Jürg Stahl accède au perchoir de la Chambre du peuple après deux ans de vice-présidence. Il est aussi devenu, vendredi dernier, le numéro un du sport en Suisse, après son élection à la présidence de Swiss Olympic.
Il avait auparavant déclaré à l'ats que cumuler les deux présidences "serait une excellente possibilité d'encore mieux lier la politique et le sport". Assumer les deux mandats en même temps ne lui poserait pas de problème, avait-il assuré, en précisant qu'il ne devrait porter cette double casquette que pendant onze mois.
Orientation déterminante
Marié et père de famille, Jürg Stahl n'est de loin pas un inconnu dans le monde du sport. L'ancien athlète dirige le groupe parlementaire "Sport" depuis 2004. Il a fait son entrée dans le Comité exécutif de Swiss Olympic en 2008 et est membre de la Société du Sport-Toto depuis 2009.

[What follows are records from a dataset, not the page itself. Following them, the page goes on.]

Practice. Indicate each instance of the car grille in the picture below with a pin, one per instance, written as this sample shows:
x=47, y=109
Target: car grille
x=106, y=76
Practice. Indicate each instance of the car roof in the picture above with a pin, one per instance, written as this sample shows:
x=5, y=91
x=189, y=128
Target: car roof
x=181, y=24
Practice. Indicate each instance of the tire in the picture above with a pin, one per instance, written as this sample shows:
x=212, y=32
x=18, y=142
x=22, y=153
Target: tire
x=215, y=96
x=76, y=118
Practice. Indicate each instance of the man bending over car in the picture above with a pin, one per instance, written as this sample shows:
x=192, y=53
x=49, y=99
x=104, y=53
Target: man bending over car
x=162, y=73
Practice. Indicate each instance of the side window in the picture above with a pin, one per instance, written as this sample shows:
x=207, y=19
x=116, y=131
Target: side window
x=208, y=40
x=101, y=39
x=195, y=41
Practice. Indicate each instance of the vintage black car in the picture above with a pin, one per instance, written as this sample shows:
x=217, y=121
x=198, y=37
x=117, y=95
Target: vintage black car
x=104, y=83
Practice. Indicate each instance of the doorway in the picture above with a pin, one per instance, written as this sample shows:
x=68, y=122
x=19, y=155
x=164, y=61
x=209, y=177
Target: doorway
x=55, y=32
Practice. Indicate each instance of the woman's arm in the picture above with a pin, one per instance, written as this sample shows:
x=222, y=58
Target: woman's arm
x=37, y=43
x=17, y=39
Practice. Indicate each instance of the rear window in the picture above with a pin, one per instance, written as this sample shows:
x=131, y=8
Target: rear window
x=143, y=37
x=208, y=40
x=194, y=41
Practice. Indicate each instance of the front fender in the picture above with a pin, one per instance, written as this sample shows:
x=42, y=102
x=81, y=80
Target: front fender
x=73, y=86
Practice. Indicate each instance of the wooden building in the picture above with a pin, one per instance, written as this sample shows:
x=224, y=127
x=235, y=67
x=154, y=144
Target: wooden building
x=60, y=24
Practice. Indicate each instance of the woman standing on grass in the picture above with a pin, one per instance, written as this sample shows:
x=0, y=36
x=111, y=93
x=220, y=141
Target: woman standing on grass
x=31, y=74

Mais le Zurichois veut d'abord bien maîtriser son année de présidence du Conseil national. "J'ai connu 17 présidents et j'ai beaucoup appris", souligne-t-il.
Citoyen de Winterthour (ZH), Jürg Stahl a été élu au Conseil national en 1999. Aucun autre élu zurichois actuel ne siège depuis plus longtemps que lui. Il est pourtant moins connu du grand public que certains de ses collègues, ce qui l'a parfois dérangé.
"Je suis comme je suis, résistant et sincère avec moi-même", dit-il. Il se considère comme "plutôt libéral" sur les questions de société et "plutôt dur" sur les questions économiques.
"Pas un UDC typique"
La conseillère nationale socialiste Chantal Galladé estime que Jürg Stahl n'est "pas un UDC typique". Il n'est pas de ceux qui clament haut et fort leurs revendications. Son travail est sérieux et fiable, selon la Zurichoise, qui a grandi à Winterthour.
C'est aussi sur ces critères que ses collègues du groupe UDC se sont basés lors de sa nomination pour la présidence du Conseil national. Pour ce mandat, il faut que la personne désignée dispose d'un soutien solide, ce qui n'est pas toujours le cas, estime le futur président.
C'est aussi grâce à cette nomination que Jürg Stahl est encore au Conseil national. "Je ne suis pas sûr que je me serais représenté aux élections fédérales de 2015 si je n'avais pas été nommé candidat une année plus tôt", admet-il.
L'exemple d'Adolf Ogi
Le conseiller national se réjouit déjà de son année de présidence. Diriger correspond plus à son caractère que de donner des impulsions politiques. Le Zurichois dit être inspiré par l'exemple de l'ancien conseiller fédéral Adolf Ogi (UDC).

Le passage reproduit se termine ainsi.